Individual screenings $5 day pass $10 (access to all screenings in one day) festival pass $20 (access to all festival screenings) Exhibition entrance is free
video_dumbo presents 106 artists from 30 different countries, championing the diversity of today's experimental, moving image landscape. Screenings include several US premieres and new video works by: Christian Jankowski, Eija-Liisa Ahtilla, Elizabeth Price, Nicolas Provost, Matthias Mueller/Christoph Girardet, Almagul Menlibayeva, Bjørn Melhus, Johan Grimonprez, Mike Hoolboom, Jesse McLean, and Mark Lewis.
The concurrent installation, Re-Return to Sender, speculates about the imagined consciousness of digital and electromagnetic moving image displays and projection apparatus. With the emergence of video art-- its novelty of closed circuit TV and feedback loops-- in the early 70s, video began by looking at itself; early on, Rosalind Krauss detected the narcissistic qualities within it.

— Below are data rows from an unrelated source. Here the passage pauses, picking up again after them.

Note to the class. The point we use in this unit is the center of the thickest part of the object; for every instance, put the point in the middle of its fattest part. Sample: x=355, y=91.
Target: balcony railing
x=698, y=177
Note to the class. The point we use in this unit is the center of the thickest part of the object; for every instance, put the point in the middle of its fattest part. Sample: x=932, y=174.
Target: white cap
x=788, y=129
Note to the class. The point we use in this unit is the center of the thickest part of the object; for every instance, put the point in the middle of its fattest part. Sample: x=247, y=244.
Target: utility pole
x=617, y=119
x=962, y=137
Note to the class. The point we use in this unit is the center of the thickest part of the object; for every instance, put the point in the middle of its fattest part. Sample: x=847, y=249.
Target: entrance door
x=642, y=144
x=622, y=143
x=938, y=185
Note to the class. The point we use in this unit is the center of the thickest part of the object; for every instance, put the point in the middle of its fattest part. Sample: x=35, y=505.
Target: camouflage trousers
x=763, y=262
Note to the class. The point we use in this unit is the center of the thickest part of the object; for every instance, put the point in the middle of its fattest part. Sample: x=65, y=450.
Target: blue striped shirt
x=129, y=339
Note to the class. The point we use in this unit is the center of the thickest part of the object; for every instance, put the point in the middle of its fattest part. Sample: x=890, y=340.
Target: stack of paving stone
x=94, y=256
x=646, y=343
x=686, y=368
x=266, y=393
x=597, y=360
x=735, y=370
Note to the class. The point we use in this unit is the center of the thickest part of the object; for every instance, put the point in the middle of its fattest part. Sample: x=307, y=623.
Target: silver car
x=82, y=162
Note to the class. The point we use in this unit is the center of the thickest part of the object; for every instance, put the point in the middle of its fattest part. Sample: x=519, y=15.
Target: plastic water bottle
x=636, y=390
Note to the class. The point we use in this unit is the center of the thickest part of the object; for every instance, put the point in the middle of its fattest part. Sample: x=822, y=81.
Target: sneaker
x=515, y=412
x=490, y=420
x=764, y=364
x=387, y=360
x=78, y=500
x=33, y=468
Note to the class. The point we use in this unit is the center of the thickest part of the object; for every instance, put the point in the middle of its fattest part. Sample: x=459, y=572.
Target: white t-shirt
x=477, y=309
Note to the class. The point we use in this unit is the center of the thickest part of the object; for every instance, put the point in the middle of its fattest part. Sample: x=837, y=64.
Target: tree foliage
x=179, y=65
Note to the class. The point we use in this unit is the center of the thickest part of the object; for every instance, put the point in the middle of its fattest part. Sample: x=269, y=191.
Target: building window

Forty years later, moving image technology has multiplied, oversaturated and accelerated to such an extent that we are forced to take a step back to consider its omnipresence. Now, radically stripped of its hallucinatory aura and spectacle, we come full circle to ask fundamental questions regarding the state of contemporary moving image media, including its reflection and narcissism, in an age of increasingly intelligent machines. Re-Return to Sender is an exhibition comprised of apparatus that recognize, investigate and celebrate themselves. Their relationship and interactions with humans-- both passive and active-- becomes less significant as all signal emissions, events, and occurrences are projected back onto its originator-- a historical Re-Returning to Sender.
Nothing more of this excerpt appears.